Com o fim da guerra, continuou trabalhando para a Vogue por mais dois anos, cobrindo eventos de moda e fotografando celebridades. A guerra, no entanto, afetou a fotógrafa de tal forma que ela teve vários episódios depressivos – hoje chamado de transtorno de estresse pós-traumático. Lee Miller entregou-se à bebida, o que acabou com sua carreira na fotografia. Em 1947, descobriu que estava grávida de Penrose e eles se casaram naquele ano, quando nasceu Antony.
Mais um fato inusitado na vida agitada da fotógrafa: entre 1940 e 1950, o MI5, serviço de secreto britânico, a investigou por suspeita de que ela seria uma espiã da União Soviética (nada foi comprovado).
Musa de Picasso
Superado o alcoolismo, em 1949, Lee Miller e Penrose compraram uma fazenda na região de Sussex, Inglaterra, que se transformou em uma espécie de destino artístico para pintores, fotógrafos e escritores entre 1950 e 1960. Ela deixou a fotografia profissional de lado e passou a dedicar à culinária, especializando-se em receitas para revistas femininas. Seguiu a vida longe dos holofotes até um câncer a derrotar em 1977.

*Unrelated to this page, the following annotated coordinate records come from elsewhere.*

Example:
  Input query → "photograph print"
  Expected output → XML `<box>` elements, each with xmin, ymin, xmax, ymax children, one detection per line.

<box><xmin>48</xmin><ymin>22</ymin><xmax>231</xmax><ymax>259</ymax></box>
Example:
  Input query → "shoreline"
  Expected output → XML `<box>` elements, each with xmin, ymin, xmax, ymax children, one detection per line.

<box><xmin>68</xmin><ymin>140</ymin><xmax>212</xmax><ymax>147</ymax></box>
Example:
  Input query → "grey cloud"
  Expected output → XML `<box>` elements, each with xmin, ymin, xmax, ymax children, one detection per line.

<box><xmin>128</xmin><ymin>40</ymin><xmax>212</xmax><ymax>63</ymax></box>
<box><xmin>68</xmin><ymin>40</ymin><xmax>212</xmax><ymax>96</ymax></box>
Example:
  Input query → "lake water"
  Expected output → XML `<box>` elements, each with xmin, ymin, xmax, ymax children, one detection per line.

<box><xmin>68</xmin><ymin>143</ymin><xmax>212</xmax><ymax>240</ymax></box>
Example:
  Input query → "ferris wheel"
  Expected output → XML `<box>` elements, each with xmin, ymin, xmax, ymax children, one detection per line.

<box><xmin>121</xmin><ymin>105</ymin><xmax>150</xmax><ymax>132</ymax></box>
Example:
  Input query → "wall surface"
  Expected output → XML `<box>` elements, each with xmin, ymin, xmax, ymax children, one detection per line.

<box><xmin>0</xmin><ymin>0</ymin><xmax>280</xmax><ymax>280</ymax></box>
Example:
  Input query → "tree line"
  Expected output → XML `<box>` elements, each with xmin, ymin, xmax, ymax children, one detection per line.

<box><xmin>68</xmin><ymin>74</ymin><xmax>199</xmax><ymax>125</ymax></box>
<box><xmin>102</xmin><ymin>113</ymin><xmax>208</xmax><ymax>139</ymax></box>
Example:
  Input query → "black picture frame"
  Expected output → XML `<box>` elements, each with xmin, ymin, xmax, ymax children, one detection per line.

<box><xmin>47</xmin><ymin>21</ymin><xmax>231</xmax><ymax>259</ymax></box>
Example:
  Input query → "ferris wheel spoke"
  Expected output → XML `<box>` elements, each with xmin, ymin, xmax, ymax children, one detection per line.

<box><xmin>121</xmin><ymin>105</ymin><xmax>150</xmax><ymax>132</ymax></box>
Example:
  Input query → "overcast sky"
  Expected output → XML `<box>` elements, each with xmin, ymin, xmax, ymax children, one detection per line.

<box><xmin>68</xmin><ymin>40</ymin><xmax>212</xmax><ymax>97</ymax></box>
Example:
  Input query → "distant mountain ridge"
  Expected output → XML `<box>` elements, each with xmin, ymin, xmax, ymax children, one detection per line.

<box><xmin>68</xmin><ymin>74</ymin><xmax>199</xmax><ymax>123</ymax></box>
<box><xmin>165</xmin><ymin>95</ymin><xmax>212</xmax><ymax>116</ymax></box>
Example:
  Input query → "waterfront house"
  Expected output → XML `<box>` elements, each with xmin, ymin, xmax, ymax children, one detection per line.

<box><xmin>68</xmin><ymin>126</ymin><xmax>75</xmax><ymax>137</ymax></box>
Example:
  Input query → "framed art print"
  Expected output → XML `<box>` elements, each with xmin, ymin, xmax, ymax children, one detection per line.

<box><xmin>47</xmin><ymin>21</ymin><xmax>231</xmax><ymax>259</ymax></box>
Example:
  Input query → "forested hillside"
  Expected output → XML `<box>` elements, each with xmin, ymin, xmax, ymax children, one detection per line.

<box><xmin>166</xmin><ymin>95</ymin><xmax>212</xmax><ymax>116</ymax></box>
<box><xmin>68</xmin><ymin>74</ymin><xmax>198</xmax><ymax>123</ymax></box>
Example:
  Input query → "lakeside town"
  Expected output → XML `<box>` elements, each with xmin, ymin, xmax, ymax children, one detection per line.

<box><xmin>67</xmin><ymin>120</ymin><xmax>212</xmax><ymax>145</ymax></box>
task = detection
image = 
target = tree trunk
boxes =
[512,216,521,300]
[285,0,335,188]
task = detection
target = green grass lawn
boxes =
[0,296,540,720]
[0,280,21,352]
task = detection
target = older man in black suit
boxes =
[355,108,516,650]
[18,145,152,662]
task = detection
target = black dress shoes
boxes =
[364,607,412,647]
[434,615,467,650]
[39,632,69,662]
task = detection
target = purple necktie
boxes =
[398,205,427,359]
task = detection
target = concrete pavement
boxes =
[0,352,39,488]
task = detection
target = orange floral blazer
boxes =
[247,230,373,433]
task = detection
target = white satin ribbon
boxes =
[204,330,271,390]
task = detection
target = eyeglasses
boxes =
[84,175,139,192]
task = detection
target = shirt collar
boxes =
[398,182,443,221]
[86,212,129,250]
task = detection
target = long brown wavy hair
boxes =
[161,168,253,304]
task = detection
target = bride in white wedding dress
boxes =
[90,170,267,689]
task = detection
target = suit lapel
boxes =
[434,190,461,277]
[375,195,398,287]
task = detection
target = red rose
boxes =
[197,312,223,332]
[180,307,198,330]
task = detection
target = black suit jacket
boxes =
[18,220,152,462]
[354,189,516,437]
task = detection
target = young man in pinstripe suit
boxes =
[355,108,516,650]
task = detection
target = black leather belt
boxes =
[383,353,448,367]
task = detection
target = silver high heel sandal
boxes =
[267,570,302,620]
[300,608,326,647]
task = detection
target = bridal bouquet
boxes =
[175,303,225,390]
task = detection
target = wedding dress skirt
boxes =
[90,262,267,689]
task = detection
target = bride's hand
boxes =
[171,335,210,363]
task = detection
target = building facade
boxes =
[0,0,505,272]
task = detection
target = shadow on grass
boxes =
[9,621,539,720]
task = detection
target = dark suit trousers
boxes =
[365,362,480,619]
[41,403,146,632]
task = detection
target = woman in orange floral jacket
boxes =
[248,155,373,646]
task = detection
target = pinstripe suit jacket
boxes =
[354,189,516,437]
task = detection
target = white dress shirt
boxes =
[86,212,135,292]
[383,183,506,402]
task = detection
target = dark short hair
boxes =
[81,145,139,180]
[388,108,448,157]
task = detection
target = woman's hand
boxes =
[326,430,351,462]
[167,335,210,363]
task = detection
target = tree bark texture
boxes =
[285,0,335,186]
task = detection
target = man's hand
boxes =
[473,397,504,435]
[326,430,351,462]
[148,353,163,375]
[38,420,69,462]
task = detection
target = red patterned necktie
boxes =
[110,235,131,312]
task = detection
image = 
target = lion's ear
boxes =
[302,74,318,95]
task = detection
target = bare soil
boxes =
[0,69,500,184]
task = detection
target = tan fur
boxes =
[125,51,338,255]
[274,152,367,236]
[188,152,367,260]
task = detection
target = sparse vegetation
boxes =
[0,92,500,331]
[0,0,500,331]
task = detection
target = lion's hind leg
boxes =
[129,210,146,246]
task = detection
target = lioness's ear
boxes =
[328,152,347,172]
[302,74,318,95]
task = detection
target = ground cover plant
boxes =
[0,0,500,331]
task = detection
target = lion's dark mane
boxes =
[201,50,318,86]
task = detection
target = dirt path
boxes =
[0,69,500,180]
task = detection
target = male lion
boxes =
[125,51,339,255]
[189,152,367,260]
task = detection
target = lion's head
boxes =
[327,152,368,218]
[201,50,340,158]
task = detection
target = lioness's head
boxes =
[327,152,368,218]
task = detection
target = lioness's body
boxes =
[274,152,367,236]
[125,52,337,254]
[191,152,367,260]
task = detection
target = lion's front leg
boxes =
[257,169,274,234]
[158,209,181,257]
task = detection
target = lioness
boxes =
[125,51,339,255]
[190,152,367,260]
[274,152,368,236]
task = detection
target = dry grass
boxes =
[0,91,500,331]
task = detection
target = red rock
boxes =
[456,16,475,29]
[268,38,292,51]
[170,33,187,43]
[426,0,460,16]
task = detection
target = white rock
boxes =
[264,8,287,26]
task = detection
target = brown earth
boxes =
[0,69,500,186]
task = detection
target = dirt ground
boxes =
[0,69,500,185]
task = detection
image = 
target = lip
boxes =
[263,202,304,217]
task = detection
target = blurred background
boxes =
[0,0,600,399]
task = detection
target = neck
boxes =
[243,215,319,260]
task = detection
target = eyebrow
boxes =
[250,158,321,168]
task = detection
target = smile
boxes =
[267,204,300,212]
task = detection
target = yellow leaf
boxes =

Além da biografia, Antony Penrose editou em 2005 Lee Miller’s War: Photographer and Correspondent with the Allies in Europe 1944-45, com prefácio de David E. Scherman. O filho também descobriu cerca de 60 mil negativos, diários e outros itens da mãe em 2013, num sótão da casa da fazenda da família – meses depois, criou uma fundação em nome de Lee Miller, o que fez o interesse sobre o trabalho da fotógrafa aumentar bastante. Entre esses milhares de negativos havia centenas de retratos de Pablo Picasso, o que intrigou o Antony.
Ele descobriu então que no verão de 1937, um grupo de artistas foi para Mougins, no sul da França, entre eles o mais influente da época, Picasso – que acabara de completar a obra-prima Guernica. No grupo estava Roland Penrose, que percebeu que Picasso ficou claramente encantado por Lee Miller. Ele prontamente pintou não um, mas seis retratos da musa, intitulados conjuntamente L’Arlésienne (a garota de Arles). Em troca, ela o fotografou, dando início de uma amizade que duraria 40 anos – nesse tempo, ela fez centenas de retratos dele, que só foram descobertos quando Antony fuçou o sótão.